Over the past few months, I’ve been building one of the most exciting—and technically demanding—projects I’ve ever worked on: a real-time, on-device computer vision web app designed specifically for low-end mobile devices.
The app runs entirely on the edge:
- in the browser,
- on mobile hardware,
- with partially intermittent connectivity,
- and with strict resource constraints.
It wasn’t just about making it work—it had to be efficient, especially when it came to battery usage.
That’s where things got interesting.
The Problem: 1% Battery Drain… per Minute
At the heart of the application is a lightweight ONNX model that runs inference every second. Each inference produces an embedding, and that embedding must be compared with a database of 2000+ embeddings to find the nearest matches.
This similarity search computes a cosine similarity between:
- 1 query embedding
- and 2000+ database embeddings
- each containing 32 float values
Every. Single. Second.
That’s an O(N) operation, and it was expensive.
During early tests, the app was using 1% of battery per minute on some standard spec devices even.

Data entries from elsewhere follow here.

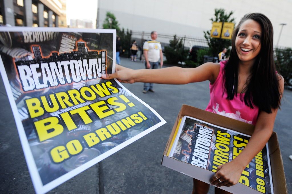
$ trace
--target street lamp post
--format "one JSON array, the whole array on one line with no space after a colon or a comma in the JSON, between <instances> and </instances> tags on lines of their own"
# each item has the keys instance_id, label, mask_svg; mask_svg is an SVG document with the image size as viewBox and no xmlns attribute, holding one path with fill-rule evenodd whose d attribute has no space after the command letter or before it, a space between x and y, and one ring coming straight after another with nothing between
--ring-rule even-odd
<instances>
[{"instance_id":1,"label":"street lamp post","mask_svg":"<svg viewBox=\"0 0 292 194\"><path fill-rule=\"evenodd\" d=\"M280 24L280 25L282 25L282 27L281 27L281 30L280 31L280 34L279 34L279 38L278 39L278 42L277 42L277 45L276 46L276 47L277 48L278 48L278 45L279 44L279 40L280 40L280 37L281 36L281 33L282 33L282 30L283 29L283 27L287 24L285 24L284 23L282 23Z\"/></svg>"},{"instance_id":2,"label":"street lamp post","mask_svg":"<svg viewBox=\"0 0 292 194\"><path fill-rule=\"evenodd\" d=\"M112 29L112 18L110 17L108 20L109 20L109 23L110 23L110 28Z\"/></svg>"}]
</instances>

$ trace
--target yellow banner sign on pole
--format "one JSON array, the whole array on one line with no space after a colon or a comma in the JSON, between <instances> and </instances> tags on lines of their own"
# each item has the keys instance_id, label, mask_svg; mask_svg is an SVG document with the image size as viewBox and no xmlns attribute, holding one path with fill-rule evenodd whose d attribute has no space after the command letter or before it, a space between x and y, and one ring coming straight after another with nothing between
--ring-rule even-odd
<instances>
[{"instance_id":1,"label":"yellow banner sign on pole","mask_svg":"<svg viewBox=\"0 0 292 194\"><path fill-rule=\"evenodd\" d=\"M234 29L234 23L232 22L225 22L223 24L221 38L224 39L231 39L232 32Z\"/></svg>"},{"instance_id":2,"label":"yellow banner sign on pole","mask_svg":"<svg viewBox=\"0 0 292 194\"><path fill-rule=\"evenodd\" d=\"M211 37L215 38L220 38L221 34L221 29L222 28L222 22L213 22L212 29L211 30Z\"/></svg>"}]
</instances>

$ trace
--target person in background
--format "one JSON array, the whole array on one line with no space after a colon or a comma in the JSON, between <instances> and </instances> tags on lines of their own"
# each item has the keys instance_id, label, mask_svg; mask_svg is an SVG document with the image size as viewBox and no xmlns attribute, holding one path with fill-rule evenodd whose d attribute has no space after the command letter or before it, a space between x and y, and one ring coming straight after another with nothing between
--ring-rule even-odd
<instances>
[{"instance_id":1,"label":"person in background","mask_svg":"<svg viewBox=\"0 0 292 194\"><path fill-rule=\"evenodd\" d=\"M117 45L116 47L116 63L118 65L121 64L121 61L120 60L120 53L121 52L121 38L117 36Z\"/></svg>"},{"instance_id":2,"label":"person in background","mask_svg":"<svg viewBox=\"0 0 292 194\"><path fill-rule=\"evenodd\" d=\"M158 68L159 58L160 59L160 67L163 65L163 55L160 43L156 41L158 34L156 31L151 32L151 40L147 40L143 45L143 53L145 56L145 67L146 69L153 69ZM143 92L144 94L149 91L154 92L153 83L145 83Z\"/></svg>"},{"instance_id":3,"label":"person in background","mask_svg":"<svg viewBox=\"0 0 292 194\"><path fill-rule=\"evenodd\" d=\"M220 61L222 60L225 60L226 59L225 53L227 52L227 49L224 48L223 50L218 54L218 61Z\"/></svg>"},{"instance_id":4,"label":"person in background","mask_svg":"<svg viewBox=\"0 0 292 194\"><path fill-rule=\"evenodd\" d=\"M131 61L137 61L137 52L139 49L136 40L133 40L132 41L130 49L131 51Z\"/></svg>"}]
</instances>

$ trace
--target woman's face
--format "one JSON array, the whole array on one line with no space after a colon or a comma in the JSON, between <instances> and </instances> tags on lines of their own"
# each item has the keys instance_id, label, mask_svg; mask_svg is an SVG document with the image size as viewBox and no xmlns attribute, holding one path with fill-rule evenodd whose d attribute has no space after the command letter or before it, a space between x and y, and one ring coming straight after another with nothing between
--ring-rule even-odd
<instances>
[{"instance_id":1,"label":"woman's face","mask_svg":"<svg viewBox=\"0 0 292 194\"><path fill-rule=\"evenodd\" d=\"M240 26L235 39L237 55L242 61L253 62L260 50L262 29L260 24L251 19Z\"/></svg>"}]
</instances>

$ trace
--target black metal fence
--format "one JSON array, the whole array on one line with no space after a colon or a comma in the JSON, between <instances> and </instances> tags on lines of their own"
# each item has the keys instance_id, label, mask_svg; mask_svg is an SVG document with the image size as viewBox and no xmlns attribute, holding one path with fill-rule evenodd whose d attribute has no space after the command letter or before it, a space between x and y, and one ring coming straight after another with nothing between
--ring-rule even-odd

That’s an instant deal-breaker.
Why This Problem Matters Today More Than Ever
Computer vision workloads have been shifting rapidly toward embedding-based approaches. Instead of relying solely on classification heads or heavy post-processing, modern vision systems increasingly represent images, gestures, poses, or features as fixed-length embedding vectors.
This opens the door to:
- multimodal search,
- semantic comparison,
- clustering,
- personalization,
- and real-time context-aware applications.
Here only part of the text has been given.